Parágrafo Único – Todas as empresas que comercializam 
agrotóxicos e produtos fito sanitários terão responsabilidade sobre resíduos por 
eles produzidos sob pena de pagamento de multa a ser instituída pelo Poder 
Público, sem prejuízo de sanções de natureza legal.
Art. 9º - Os policiais civis e militares, bombeiros, agentes da 
Divisão Municipal de Trânsito – DIMUTRAN, fiscais de postura, 
coordenadores de distritos, presidentes de sindicatos e associações em geral são 
equiparados a agentes públicos a serviço da vigilância ambiental para o fim de 
fiscalização e aplicações de multas aos infratores desta Lei.

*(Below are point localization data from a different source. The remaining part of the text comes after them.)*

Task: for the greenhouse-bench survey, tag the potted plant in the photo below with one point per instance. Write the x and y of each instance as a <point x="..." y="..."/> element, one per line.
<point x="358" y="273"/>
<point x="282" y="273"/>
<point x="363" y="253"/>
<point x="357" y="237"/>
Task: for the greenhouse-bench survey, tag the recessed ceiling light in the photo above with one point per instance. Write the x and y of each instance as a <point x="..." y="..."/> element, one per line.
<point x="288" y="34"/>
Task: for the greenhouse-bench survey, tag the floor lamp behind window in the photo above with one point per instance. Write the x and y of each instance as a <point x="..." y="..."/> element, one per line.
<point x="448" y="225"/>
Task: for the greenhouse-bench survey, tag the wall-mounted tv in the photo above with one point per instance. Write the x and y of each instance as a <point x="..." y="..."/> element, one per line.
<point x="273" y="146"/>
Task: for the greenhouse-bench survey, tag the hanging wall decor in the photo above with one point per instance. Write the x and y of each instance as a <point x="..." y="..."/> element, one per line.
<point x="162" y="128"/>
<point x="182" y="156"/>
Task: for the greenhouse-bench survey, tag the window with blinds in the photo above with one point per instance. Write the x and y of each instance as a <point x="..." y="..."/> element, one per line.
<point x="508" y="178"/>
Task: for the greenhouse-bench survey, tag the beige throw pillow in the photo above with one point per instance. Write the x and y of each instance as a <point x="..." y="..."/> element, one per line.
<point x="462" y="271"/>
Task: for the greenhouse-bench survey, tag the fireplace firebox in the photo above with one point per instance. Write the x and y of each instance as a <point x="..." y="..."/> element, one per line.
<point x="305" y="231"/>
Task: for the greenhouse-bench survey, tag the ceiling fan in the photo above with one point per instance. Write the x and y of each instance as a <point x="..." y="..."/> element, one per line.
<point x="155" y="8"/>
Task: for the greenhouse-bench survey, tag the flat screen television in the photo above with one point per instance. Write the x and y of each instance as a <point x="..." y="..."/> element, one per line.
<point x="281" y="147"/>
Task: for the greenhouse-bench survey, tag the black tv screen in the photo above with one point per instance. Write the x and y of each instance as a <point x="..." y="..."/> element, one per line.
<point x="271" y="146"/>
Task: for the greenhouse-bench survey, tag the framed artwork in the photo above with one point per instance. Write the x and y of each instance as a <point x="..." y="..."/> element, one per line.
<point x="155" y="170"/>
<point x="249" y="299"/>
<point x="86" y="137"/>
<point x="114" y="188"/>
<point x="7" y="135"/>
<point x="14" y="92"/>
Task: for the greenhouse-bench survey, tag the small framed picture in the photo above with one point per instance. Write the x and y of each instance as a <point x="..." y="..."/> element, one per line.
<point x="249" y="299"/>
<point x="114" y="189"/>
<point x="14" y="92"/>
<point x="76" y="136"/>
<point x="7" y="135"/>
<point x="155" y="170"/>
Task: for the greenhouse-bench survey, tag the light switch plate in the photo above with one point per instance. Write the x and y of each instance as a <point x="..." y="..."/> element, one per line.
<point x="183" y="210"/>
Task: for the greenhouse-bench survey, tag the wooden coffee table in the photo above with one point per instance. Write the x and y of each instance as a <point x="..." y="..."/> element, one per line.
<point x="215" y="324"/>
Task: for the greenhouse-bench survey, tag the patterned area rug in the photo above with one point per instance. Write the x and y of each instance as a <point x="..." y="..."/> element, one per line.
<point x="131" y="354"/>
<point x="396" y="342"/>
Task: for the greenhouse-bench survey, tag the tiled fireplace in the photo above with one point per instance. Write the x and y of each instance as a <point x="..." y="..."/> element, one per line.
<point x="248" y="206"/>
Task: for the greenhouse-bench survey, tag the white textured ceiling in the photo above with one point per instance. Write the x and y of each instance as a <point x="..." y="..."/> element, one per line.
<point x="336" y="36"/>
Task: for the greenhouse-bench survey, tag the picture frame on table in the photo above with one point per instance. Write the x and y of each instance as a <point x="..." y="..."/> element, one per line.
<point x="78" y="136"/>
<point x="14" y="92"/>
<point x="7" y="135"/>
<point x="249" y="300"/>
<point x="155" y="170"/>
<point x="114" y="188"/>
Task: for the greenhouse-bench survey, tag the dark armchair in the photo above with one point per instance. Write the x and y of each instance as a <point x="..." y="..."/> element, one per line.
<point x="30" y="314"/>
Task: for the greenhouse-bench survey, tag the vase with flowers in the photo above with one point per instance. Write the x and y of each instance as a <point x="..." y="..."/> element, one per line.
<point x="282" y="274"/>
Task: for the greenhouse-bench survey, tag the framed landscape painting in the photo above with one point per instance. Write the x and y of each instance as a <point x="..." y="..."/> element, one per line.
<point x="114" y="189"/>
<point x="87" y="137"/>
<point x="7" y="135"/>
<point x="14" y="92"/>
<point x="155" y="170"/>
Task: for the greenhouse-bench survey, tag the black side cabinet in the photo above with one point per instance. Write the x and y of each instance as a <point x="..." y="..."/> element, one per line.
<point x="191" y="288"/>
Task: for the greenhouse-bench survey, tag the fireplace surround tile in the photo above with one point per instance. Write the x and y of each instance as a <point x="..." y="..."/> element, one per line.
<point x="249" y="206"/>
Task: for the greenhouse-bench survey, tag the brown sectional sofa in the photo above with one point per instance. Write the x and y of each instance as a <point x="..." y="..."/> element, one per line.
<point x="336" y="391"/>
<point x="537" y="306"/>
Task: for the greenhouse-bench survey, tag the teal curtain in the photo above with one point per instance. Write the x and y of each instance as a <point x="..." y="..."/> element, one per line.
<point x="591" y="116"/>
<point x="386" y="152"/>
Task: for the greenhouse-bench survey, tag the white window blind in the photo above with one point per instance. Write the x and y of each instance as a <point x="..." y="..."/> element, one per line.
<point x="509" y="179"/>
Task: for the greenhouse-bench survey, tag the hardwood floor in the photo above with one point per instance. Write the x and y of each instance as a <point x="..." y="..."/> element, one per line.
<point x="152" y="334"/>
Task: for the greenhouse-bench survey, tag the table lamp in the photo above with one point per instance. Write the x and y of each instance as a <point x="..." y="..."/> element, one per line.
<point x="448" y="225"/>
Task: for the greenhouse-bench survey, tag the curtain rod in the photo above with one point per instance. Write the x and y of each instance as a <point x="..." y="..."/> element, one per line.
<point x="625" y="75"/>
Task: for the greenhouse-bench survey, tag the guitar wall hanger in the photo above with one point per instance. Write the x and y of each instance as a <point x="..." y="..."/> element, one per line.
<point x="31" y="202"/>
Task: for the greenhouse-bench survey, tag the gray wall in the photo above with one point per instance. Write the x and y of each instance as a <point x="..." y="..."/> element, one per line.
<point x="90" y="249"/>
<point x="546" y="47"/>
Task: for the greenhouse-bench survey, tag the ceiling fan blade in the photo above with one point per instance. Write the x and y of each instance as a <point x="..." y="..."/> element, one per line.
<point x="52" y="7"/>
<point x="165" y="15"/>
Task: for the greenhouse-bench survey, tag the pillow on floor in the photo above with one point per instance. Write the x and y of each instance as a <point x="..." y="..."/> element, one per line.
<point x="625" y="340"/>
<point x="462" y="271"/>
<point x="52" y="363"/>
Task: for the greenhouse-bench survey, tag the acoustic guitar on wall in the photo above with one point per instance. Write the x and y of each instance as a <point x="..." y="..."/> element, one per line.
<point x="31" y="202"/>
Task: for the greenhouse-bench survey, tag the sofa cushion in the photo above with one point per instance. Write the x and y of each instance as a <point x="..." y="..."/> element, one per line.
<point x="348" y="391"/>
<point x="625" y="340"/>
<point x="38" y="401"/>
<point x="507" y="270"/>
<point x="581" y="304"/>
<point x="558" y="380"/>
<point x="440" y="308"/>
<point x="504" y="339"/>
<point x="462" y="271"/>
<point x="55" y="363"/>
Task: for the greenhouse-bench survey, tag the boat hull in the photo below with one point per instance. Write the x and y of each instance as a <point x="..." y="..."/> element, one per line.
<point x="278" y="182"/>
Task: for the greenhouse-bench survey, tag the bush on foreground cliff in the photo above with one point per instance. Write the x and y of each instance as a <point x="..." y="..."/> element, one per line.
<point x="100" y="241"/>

§ 1º - Considera-se infração a inobservância do disposto nas normas 
legais regulamentadoras e outras que, por qualquer forma, destinem-se a 
promoção, preservação, recuperação e conservação da limpeza pública.
§ 2º - Responde pela infração quem por ação ou omissão lhe deu 
causa, ou concorreu para sua prática, ou dela se beneficiou.

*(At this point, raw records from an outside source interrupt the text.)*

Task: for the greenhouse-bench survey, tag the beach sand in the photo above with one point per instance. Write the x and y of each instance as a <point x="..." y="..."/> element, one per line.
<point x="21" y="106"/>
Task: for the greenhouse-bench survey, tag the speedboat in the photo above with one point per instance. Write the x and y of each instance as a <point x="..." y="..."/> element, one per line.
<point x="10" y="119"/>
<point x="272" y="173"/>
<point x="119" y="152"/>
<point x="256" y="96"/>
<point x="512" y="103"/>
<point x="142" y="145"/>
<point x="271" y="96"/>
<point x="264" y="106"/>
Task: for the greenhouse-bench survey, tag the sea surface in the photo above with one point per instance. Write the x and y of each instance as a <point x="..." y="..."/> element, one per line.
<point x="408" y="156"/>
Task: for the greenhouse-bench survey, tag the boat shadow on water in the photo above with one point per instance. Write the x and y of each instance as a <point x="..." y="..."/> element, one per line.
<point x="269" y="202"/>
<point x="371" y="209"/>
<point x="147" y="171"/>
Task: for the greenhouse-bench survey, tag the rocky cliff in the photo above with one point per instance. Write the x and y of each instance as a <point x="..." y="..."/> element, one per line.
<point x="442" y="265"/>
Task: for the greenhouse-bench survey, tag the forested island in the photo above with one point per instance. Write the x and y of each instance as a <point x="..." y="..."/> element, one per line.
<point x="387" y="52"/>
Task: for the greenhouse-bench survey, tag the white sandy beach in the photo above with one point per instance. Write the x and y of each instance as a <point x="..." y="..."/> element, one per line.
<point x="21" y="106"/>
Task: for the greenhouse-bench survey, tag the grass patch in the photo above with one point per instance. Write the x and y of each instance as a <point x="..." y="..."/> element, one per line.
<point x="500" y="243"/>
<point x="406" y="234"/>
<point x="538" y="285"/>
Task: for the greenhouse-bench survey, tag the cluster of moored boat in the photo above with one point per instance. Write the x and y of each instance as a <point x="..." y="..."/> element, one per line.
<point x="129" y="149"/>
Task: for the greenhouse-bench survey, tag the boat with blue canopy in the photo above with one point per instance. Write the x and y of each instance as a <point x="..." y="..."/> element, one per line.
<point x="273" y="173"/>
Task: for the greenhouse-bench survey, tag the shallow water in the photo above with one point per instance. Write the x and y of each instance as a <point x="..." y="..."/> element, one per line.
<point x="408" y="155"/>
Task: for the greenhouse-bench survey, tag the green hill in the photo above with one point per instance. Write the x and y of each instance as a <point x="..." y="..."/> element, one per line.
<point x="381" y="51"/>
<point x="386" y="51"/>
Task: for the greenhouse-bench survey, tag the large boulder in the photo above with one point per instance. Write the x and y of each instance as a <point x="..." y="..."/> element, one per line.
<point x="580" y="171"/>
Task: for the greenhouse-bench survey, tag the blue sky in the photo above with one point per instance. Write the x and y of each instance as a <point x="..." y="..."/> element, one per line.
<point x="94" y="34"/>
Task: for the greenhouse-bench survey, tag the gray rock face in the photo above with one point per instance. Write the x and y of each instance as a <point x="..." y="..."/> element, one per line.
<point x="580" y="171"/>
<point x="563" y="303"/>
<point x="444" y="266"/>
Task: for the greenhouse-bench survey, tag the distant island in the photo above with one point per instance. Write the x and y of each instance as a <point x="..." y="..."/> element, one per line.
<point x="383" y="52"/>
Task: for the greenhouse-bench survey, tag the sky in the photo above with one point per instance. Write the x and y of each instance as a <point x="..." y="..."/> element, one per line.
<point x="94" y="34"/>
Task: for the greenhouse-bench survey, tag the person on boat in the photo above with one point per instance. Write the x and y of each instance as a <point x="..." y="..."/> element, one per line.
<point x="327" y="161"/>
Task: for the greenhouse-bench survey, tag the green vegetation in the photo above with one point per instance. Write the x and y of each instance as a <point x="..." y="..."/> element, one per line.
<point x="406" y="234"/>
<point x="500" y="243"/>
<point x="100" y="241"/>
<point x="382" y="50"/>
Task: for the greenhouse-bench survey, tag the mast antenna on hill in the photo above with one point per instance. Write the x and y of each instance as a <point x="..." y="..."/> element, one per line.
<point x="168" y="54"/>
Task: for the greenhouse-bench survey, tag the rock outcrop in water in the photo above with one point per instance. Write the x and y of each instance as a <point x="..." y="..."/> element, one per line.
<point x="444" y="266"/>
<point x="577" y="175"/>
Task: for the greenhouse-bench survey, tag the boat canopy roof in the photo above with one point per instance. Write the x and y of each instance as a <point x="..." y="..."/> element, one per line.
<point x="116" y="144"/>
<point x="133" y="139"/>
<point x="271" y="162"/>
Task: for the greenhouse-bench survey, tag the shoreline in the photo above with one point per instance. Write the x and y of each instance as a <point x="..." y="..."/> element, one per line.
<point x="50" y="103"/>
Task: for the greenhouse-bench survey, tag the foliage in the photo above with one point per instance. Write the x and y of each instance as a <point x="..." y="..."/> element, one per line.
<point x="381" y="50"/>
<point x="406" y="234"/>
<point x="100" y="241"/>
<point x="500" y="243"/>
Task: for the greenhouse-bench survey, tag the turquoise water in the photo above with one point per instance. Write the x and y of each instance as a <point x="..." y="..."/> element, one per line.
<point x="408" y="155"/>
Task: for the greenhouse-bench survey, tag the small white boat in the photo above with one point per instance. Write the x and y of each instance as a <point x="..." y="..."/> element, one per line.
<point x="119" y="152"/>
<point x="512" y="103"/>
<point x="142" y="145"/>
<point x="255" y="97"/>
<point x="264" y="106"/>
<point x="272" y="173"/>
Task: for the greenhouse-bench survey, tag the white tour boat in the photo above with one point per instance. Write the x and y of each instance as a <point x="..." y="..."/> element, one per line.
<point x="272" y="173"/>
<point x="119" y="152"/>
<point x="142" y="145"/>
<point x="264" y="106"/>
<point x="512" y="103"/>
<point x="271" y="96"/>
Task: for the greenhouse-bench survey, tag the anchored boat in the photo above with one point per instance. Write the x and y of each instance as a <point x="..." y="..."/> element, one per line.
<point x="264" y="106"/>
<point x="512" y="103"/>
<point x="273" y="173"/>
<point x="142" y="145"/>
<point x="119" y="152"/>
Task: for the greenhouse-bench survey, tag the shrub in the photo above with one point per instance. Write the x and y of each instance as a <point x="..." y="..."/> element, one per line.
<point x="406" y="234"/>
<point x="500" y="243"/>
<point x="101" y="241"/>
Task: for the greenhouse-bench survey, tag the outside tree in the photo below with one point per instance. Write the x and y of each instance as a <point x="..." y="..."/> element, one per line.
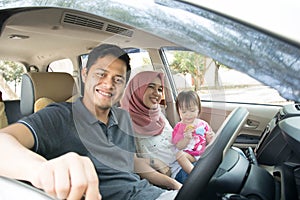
<point x="11" y="72"/>
<point x="190" y="62"/>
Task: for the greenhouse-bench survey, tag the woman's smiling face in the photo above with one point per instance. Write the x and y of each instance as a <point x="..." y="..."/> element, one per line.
<point x="153" y="93"/>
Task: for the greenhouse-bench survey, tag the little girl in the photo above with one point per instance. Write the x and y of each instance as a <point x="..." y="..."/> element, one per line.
<point x="191" y="134"/>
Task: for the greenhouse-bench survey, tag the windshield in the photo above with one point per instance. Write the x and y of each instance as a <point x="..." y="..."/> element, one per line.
<point x="231" y="43"/>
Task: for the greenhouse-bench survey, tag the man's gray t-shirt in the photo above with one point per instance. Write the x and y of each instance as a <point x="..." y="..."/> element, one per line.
<point x="69" y="127"/>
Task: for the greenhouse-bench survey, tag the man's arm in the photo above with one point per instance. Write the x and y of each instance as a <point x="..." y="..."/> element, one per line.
<point x="67" y="177"/>
<point x="143" y="168"/>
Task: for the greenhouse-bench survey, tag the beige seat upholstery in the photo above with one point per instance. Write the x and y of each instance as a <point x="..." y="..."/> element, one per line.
<point x="57" y="86"/>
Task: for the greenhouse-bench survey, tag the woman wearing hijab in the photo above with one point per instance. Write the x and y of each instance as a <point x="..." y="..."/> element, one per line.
<point x="152" y="130"/>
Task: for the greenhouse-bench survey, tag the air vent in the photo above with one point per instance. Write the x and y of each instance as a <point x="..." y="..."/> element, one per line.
<point x="82" y="21"/>
<point x="119" y="30"/>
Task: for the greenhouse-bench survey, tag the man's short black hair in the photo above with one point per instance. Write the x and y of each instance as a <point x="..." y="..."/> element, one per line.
<point x="109" y="49"/>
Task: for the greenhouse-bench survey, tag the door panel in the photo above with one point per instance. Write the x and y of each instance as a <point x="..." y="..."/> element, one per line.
<point x="259" y="117"/>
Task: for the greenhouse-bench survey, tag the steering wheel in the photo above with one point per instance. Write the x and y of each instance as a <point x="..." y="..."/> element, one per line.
<point x="208" y="163"/>
<point x="13" y="189"/>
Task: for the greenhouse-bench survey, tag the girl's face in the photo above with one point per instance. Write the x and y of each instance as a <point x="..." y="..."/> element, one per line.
<point x="188" y="114"/>
<point x="153" y="94"/>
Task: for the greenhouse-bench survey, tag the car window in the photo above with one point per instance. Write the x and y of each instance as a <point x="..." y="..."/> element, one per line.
<point x="64" y="65"/>
<point x="139" y="61"/>
<point x="216" y="82"/>
<point x="10" y="79"/>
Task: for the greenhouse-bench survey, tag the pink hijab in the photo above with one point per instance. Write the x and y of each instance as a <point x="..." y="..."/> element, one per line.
<point x="146" y="121"/>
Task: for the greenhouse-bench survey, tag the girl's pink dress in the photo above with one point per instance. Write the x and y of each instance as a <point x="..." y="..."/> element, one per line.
<point x="198" y="142"/>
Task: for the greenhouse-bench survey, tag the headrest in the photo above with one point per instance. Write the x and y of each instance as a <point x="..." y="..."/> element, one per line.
<point x="58" y="86"/>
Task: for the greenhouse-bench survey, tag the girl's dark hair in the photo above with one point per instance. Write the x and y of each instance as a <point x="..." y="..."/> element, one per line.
<point x="109" y="49"/>
<point x="188" y="99"/>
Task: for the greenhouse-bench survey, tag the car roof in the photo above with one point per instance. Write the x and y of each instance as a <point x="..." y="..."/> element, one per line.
<point x="276" y="17"/>
<point x="240" y="43"/>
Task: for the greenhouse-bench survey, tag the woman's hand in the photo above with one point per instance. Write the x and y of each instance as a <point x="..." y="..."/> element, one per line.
<point x="161" y="167"/>
<point x="209" y="137"/>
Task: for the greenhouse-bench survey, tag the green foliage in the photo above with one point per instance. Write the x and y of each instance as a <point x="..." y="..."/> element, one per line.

Art. 10 – Os veículos transportadores de lixo deverão ter 
estampado, destacadamente, os números de telefones do Departamento 
Municipal de Saneamento Urbano – DEMSUR, para auxiliar a fiscalização 
direta a ser exercida pela população.
Parágrafo Único – Será implantada linha telefônica de três dígitos, 
de domínio e conhecimento público, denominado DISK-LIMPEZA, visando 
agilizar o trabalho de fiscalização direta a ser exercida pela comunidade no que 
tange a solução dos problemas relacionados com a limpeza pública.

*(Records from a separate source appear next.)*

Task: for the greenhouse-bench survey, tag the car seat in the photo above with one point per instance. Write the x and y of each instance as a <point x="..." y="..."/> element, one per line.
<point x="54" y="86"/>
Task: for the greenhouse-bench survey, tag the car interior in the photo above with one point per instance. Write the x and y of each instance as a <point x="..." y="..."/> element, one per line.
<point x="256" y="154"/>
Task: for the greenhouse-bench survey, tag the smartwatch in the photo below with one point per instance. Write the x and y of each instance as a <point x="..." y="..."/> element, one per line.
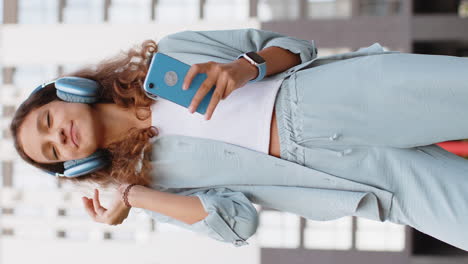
<point x="256" y="60"/>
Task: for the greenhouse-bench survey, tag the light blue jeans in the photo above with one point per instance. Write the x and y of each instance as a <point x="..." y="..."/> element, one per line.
<point x="374" y="120"/>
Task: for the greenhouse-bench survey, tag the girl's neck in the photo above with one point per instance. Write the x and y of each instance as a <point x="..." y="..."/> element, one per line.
<point x="116" y="121"/>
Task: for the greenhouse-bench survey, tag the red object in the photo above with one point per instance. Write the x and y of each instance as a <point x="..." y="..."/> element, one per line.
<point x="457" y="147"/>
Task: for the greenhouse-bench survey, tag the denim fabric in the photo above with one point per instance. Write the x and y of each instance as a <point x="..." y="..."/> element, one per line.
<point x="380" y="131"/>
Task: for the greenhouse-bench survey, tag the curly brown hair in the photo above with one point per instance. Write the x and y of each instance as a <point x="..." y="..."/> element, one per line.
<point x="121" y="78"/>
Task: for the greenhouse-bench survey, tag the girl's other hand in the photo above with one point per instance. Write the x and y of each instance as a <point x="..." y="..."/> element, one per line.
<point x="114" y="215"/>
<point x="227" y="77"/>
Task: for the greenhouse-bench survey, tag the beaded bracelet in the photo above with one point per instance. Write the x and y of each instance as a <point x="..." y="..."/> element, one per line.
<point x="126" y="193"/>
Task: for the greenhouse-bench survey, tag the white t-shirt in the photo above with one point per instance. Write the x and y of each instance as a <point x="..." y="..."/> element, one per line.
<point x="243" y="118"/>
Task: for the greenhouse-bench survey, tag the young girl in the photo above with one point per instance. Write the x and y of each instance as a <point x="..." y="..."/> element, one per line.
<point x="347" y="134"/>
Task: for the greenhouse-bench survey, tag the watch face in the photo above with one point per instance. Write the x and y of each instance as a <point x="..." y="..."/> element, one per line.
<point x="254" y="56"/>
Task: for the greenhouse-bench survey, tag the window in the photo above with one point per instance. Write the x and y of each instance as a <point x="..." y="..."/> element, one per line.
<point x="130" y="11"/>
<point x="37" y="11"/>
<point x="226" y="9"/>
<point x="334" y="234"/>
<point x="378" y="236"/>
<point x="277" y="10"/>
<point x="176" y="11"/>
<point x="329" y="8"/>
<point x="278" y="229"/>
<point x="83" y="11"/>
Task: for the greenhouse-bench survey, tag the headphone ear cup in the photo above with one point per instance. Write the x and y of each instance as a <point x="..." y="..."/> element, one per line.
<point x="96" y="161"/>
<point x="77" y="89"/>
<point x="75" y="98"/>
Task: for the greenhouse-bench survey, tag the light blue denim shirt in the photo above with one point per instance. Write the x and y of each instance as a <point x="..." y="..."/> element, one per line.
<point x="229" y="178"/>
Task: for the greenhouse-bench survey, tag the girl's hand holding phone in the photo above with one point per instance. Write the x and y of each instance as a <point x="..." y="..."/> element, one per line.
<point x="114" y="215"/>
<point x="226" y="76"/>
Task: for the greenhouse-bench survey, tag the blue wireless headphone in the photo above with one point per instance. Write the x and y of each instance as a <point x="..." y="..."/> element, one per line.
<point x="78" y="90"/>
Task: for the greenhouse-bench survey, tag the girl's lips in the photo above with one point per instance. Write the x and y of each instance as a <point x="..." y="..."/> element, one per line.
<point x="74" y="134"/>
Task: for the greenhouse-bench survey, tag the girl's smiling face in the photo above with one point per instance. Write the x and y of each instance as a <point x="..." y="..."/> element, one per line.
<point x="46" y="132"/>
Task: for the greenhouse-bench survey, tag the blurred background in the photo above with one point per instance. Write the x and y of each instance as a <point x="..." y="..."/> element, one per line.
<point x="41" y="221"/>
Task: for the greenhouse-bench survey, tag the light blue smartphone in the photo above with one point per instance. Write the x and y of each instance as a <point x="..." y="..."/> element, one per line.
<point x="165" y="78"/>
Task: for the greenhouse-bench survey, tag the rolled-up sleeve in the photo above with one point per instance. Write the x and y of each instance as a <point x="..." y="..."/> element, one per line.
<point x="232" y="218"/>
<point x="225" y="45"/>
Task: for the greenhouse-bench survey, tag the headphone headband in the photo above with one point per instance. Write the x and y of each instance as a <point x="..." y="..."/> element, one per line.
<point x="78" y="90"/>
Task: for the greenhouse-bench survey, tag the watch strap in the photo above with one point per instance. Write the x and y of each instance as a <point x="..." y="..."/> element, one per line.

Art. 11 – O Governo do Município, juntamente, com a comunidade 
organizada, desenvolverá política visando conscientizar a população sobre a 
importância da adoção de hábitos corretos em relação a limpeza urbana.
§ 1º - Para o cumprimento do disposto neste artigo, o Poder 
Executivo deverá:
I – realizar regularmente programas de limpeza urbana, priorizando 
mutirões e dias de faxina;
II – promover periodicamente campanhas educativas através dos 
meios de comunicação de massa;
III – realizar palestras e visitas às escolas, promover mostrar 
itinerantes, apresentar audiovisuais, editar folhetos e cartilhas explicativas;
IV – desenvolver programas de informação, através da educação 
formal e informal, sobre materiais recicláveis e materiais biodegradáveis;
V – celebrar convênios com entidades públicas ou particulares, 
objetivando a viabilização das disposições previstas neste artigo.
§ 2º - Do resultado da cobrança das multas, 30% será destinado ao 
disposto no artigo 11.
Art. 12 – O Poder Executivo, no prazo de 60 dias a contar da 
publicação desta Lei, estabelecerá regulamento normatizando os valores 
financeiros e aplicação de multas aos infratores da mesma.
Art. 13 - Esta Lei entra em vigor na data de sua publicação.
Art. 14 - Revogam-se as disposições em contrário.
Mando, portanto, a todas as autoridades a quem o conhecimento e 
execução desta Lei pertencer, que a cumpram e a façam cumprir, tão 
inteiramente como nela se contém. Muriaé, 22 de setembro de 1998.